The Research & Planning section of the Wyoming Department of Workforce Services reported that the state’s seasonally adjusted1 unemployment rate rose from 4.0% in June to 4.4% in July 2014 (this is a statistically significant increase). It is normal to see some fluctuations in unemployment rates. After trending down for more than four years, the recent rise in unemployment is not corroborated by other labor market measures, such as claims for unemployment insurance benefits. Unemployment in Wyoming was slightly lower than its July 2013 level of 4.6% and significantly lower than the current U.S. unemployment rate of 6.2%. Seasonally adjusted employment of Wyoming residents decreased, falling by an estimated 1,978 individuals (-0.7%) from June to July.

Most county unemployment rates were quite stable from June to July, rising or falling by 0.1% or less.
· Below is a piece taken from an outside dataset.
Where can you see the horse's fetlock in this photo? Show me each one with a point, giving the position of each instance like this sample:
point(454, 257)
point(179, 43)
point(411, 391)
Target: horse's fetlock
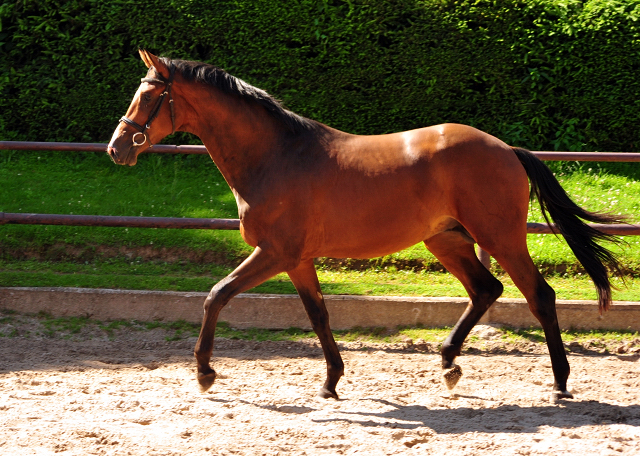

Unemployment rates fell in Teton (down from 3.3% to 3.0%), Sublette (down from 3.3% to 3.1%), and Carbon (down from 4.4% to 4.2%) counties. The largest unemployment rate increases were found in Platte (up from 4.9% to 5.3%), Fremont (up from 5.5% to 5.8%), and Big Horn (up from 5.0% to 5.2%) counties.

From July 2013 to July 2014, unemployment rates increased slightly in 15 counties, fell in six counties, and were unchanged in two counties. The largest decreases were seen in Goshen (down from 5.1% to 4.7%), Teton (down from 3.2% to 3.0%), Fremont (down from 6.0% to 5.8%), and Campbell (down from 3.7% to 3.5%) counties.

Teton County posted the lowest unemployment rate in July (3.0%). It was followed by Sublette (3.1%), Converse (3.4%), and Campbell (3.5%) counties. The highest unemployment rates were found in Fremont (5.8%), Platte (5.3%), and Big Horn (5.2%) counties.

Total nonfarm employment (measured by place of work) rose from 297,900 in July 2013 to 302,600 in July 2014, a gain of 4,700 jobs (1.6%).

1Seasonal adjustment is a statistical procedure to remove the impact of normal regularly recurring events (such as weather, major holidays, and the opening and closing of schools) from economic time series to better understand changes in economic conditions from month to month.